Loveless leadership

Alexandra Serediuc
3 min readMar 18, 2023

Andrew was a leader with impressive expertise. He had the sharpest mind — his ability to dig through data and chaos, to connect disparate bits of information and to design strategies to push his department forward was undeniable.

He was “always on”, investing all his energy and time into his work. His interventions in meetings were rich opportunities for others to learn — his experience shined through everything he put forward in the conversation.

Despite all this, Andrew’s team was unsuccessful. Their results were either lagging or downright deteriorating — and their morale was visibly corroded. People were leaving or failing.

Andrew didn’t get it.

Andrew’s manager didn’t get it — in theory, all the right prerequisites for performance were there — but something simply didn’t click.

(Photo by elizabeth lies on Unsplash)

When a leader looks at their goals and targets, they can look at them in 3 different ways:

  • “Here’s what I need to do to keep my job title and my salary”
  • “Here’s what I need to do to please my boss(es)”
  • “Here’s what I need to do to effect positive change for our clients and employees.”

As you have probably already sensed while reading them, there is a difference of energy in each level.

At the 1st level, the energy behind the behaviour is survive, fight, defend.

At the 2nd level, the energy behind the behaviour is prove, impress, wow.

At the 3rd level, the energy behind the behaviour is serve, transform, give.

For most of us, not just leaders, there is a tendency to invest our energy at the top 2 levels.

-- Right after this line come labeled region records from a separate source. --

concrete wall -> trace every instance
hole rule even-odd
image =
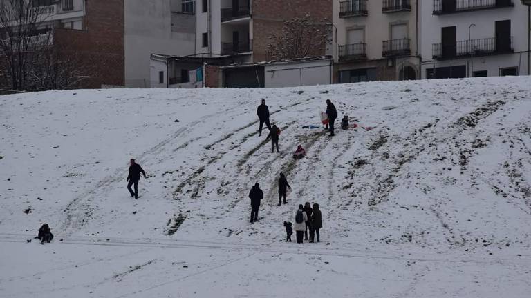
[[[430,61],[432,58],[434,43],[439,43],[441,40],[441,28],[456,26],[457,41],[468,39],[468,28],[470,24],[476,26],[470,28],[471,39],[494,37],[495,22],[496,21],[511,20],[511,35],[514,37],[513,47],[514,52],[528,50],[528,8],[521,4],[519,0],[514,1],[514,6],[501,8],[487,9],[463,12],[450,14],[433,15],[433,6],[431,1],[427,1],[421,6],[420,48],[422,59]],[[472,61],[473,60],[473,61]],[[449,66],[450,65],[468,65],[467,72],[472,75],[473,71],[487,70],[489,76],[497,76],[500,68],[521,66],[520,74],[527,74],[527,54],[519,53],[476,57],[473,59],[457,59],[454,61],[436,61],[436,67]],[[426,77],[426,68],[434,67],[432,63],[422,66],[422,78]]]
[[[267,65],[264,68],[265,86],[295,87],[331,83],[330,61]]]
[[[171,2],[125,1],[126,86],[150,87],[149,55],[152,53],[194,54],[194,30],[190,28],[194,17],[172,13]],[[178,25],[180,22],[183,25]]]

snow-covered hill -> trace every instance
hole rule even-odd
[[[302,128],[326,99],[373,129]],[[527,297],[530,116],[529,77],[0,97],[0,297]],[[284,242],[306,201],[322,242]]]

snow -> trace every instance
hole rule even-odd
[[[528,297],[530,82],[0,97],[0,297]],[[258,137],[261,99],[281,154]],[[373,129],[301,128],[326,99],[337,127]],[[148,175],[138,201],[130,158]],[[277,207],[281,172],[293,190]],[[322,241],[284,242],[306,201]],[[45,222],[52,243],[27,243]]]

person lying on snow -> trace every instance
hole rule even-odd
[[[52,241],[53,239],[53,234],[52,234],[52,231],[50,230],[48,223],[43,224],[41,228],[39,229],[39,234],[35,239],[40,240],[41,244],[44,244],[44,241],[50,243],[50,241]]]
[[[299,145],[297,147],[297,150],[295,150],[295,152],[293,153],[293,158],[295,159],[300,159],[304,157],[306,155],[306,151],[304,150],[304,148],[302,148],[301,146]]]
[[[341,119],[341,128],[348,129],[348,116],[345,116]]]

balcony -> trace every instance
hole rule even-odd
[[[407,56],[411,51],[410,39],[391,39],[382,41],[382,56],[384,57]]]
[[[383,0],[382,12],[391,13],[402,11],[411,11],[411,3],[409,0]]]
[[[444,60],[454,58],[463,58],[472,56],[488,56],[511,53],[514,51],[512,47],[513,37],[510,38],[496,39],[490,37],[481,39],[460,41],[454,45],[444,46],[434,43],[434,60]]]
[[[363,60],[367,59],[366,43],[353,43],[339,46],[339,61]]]
[[[367,0],[353,0],[339,2],[339,17],[366,16]]]
[[[243,41],[221,43],[221,54],[232,55],[234,54],[241,54],[250,52],[252,45],[252,39]]]
[[[434,0],[433,14],[514,6],[512,0]]]

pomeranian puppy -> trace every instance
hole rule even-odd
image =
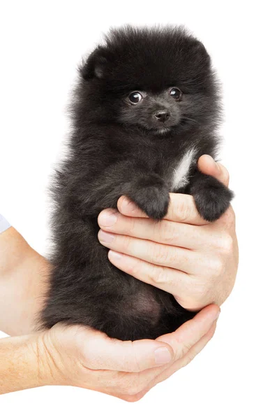
[[[170,192],[192,195],[207,220],[225,211],[232,192],[197,168],[218,144],[216,78],[204,46],[182,27],[112,29],[79,71],[68,154],[52,188],[53,268],[40,325],[155,339],[194,314],[114,267],[97,218],[124,195],[158,220]]]

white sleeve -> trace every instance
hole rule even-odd
[[[10,227],[10,225],[6,218],[0,214],[0,233]]]

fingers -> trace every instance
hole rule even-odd
[[[214,160],[209,155],[202,155],[198,160],[198,169],[203,174],[211,175],[222,182],[226,187],[229,185],[229,173],[220,163]]]
[[[137,372],[169,363],[170,344],[150,340],[121,342],[99,331],[80,328],[76,335],[83,365],[90,370]]]
[[[212,326],[211,326],[211,328],[209,330],[209,331],[204,335],[203,335],[203,337],[202,337],[200,338],[200,340],[195,344],[194,344],[191,347],[190,351],[188,351],[188,353],[186,354],[185,354],[185,356],[184,357],[177,360],[176,362],[174,362],[173,363],[170,363],[168,365],[168,367],[165,367],[163,370],[160,370],[160,373],[159,373],[148,384],[148,386],[147,387],[147,388],[144,389],[142,391],[142,396],[140,396],[140,395],[137,395],[136,396],[137,398],[142,398],[143,396],[143,395],[145,395],[145,393],[147,393],[147,392],[149,389],[153,388],[153,386],[155,386],[155,385],[156,385],[159,382],[165,381],[165,379],[167,379],[167,378],[171,377],[175,372],[177,372],[177,370],[179,370],[182,368],[184,368],[185,366],[188,365],[188,363],[190,362],[191,362],[194,359],[194,358],[197,354],[199,354],[200,353],[200,351],[202,351],[203,350],[203,349],[207,346],[207,344],[209,343],[209,342],[214,337],[214,332],[216,329],[216,322],[217,322],[217,320],[216,320],[214,322],[214,323],[212,324]]]
[[[115,267],[141,281],[173,295],[184,308],[197,311],[210,302],[206,290],[209,279],[202,281],[201,277],[200,279],[197,276],[178,270],[156,265],[113,251],[110,251],[107,255]]]
[[[211,340],[220,309],[217,305],[209,305],[199,312],[193,319],[185,323],[174,332],[159,337],[156,341],[170,343],[174,351],[172,362],[163,367],[146,370],[137,377],[128,376],[129,383],[136,383],[131,389],[128,400],[137,401],[156,384],[170,377],[178,369],[188,364]],[[130,391],[130,390],[129,390]],[[126,399],[126,396],[123,398]]]
[[[98,225],[103,230],[149,239],[154,242],[198,249],[211,242],[210,234],[193,225],[162,220],[158,223],[149,218],[130,218],[113,209],[101,211]]]
[[[100,230],[99,241],[112,249],[157,265],[180,270],[190,274],[199,271],[197,253],[122,234],[112,234]]]
[[[170,202],[165,219],[174,222],[201,226],[207,225],[199,214],[193,197],[186,194],[170,194]],[[148,216],[127,197],[122,195],[117,202],[117,208],[121,214],[130,217],[147,218]]]

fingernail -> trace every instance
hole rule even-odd
[[[159,347],[154,351],[155,360],[157,365],[169,363],[172,359],[170,351],[166,347]]]
[[[219,166],[218,165],[218,164],[216,163],[216,162],[214,160],[214,159],[213,159],[213,158],[211,156],[210,156],[209,155],[207,155],[207,156],[208,157],[209,160],[210,160],[211,163],[213,164],[214,167],[216,169],[216,171],[218,172],[220,172],[220,169]]]
[[[137,206],[126,197],[122,202],[122,206],[126,211],[133,211],[137,209]]]
[[[110,211],[104,210],[99,214],[98,224],[102,226],[112,226],[117,220],[117,215]]]
[[[121,260],[122,258],[122,254],[115,251],[109,251],[109,258],[111,260]]]
[[[100,230],[98,233],[98,239],[100,242],[112,242],[114,239],[114,235],[112,233],[107,233],[107,232],[104,232],[103,230]]]
[[[220,316],[220,311],[218,311],[218,312],[216,314],[216,316],[215,316],[215,318],[214,318],[214,322],[215,321],[216,321],[217,319],[218,319],[218,316]]]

When we do that, we believe our results lie only in balance sheets, and the % salary increase we’ve received — and lose focus on the real life impact we are having in the work and lives of the people around us, whether they are clients or employees and peers.

When we ignore the 3rd level, our leadership becomes stale.

Our leadership becomes loveless — loveless not just to others, but to ourselves.

Leaders usually end up ignoring this third level by a slow and systematic process of disconnection: from their own needs, values and passions.

They become disconnected from one of the most important KPIs in a business: how people feel.

For loveless leadership, emotions are noise and distraction.

For loving leadership, emotions are a goldmine of deeper understanding and energy creation to pursue goals.

When your team feels safety deep in their bones, their energy doesn’t get lost in survival and defence mode, but gets invested in their goals and growth.

Love is the single most important competitive advantage you can tap into: when your goal is to ensure your team feels you care about them more than anyone else could, they will stick with you even when their inbox gets flooded with offers far above what they’re currently receiving.

When your clients sense your undeniable dedication to their success, not just their payments to your business, they know they have found a partner for long term growth, rather than just one of the many providers.

Loving leadership stems from:

  • inside, in showing consideration for your own self, for your happiness and peace of mind
  • outside, by company wide cultural norms and habits which show undeniable, genuine care for people.

Loveless leadership is depleting: you are depleting yourself, and you are depleting the resources people who work with you have. The energy of loveless leadership comes from pressure, threat and fight — and that can get you through the sprint, but not the marathon.

Loving leadership is regenerative: it is a self renewing, self sustainable resource that fuels meaningful success. When you instill love in every decision and action, your energy level does not deplete — it gets amplified.

Loving leadership is not something reserved for the elites — you don’t have to have an upper leadership role, in fact, you don’t need to have any leadership role to exhibit loving leadership.

Loving leadership is a value you choose to follow in your daily work — it is a simple choice, but a radical choice — which brings perceivable change.

Loving leadership makes it possible for us all to live in companies and societies which feel nurturing and wholesome; as Betty Bender so beautifully writes:

When people go to work, they shouldn’t have to leave their hearts at home.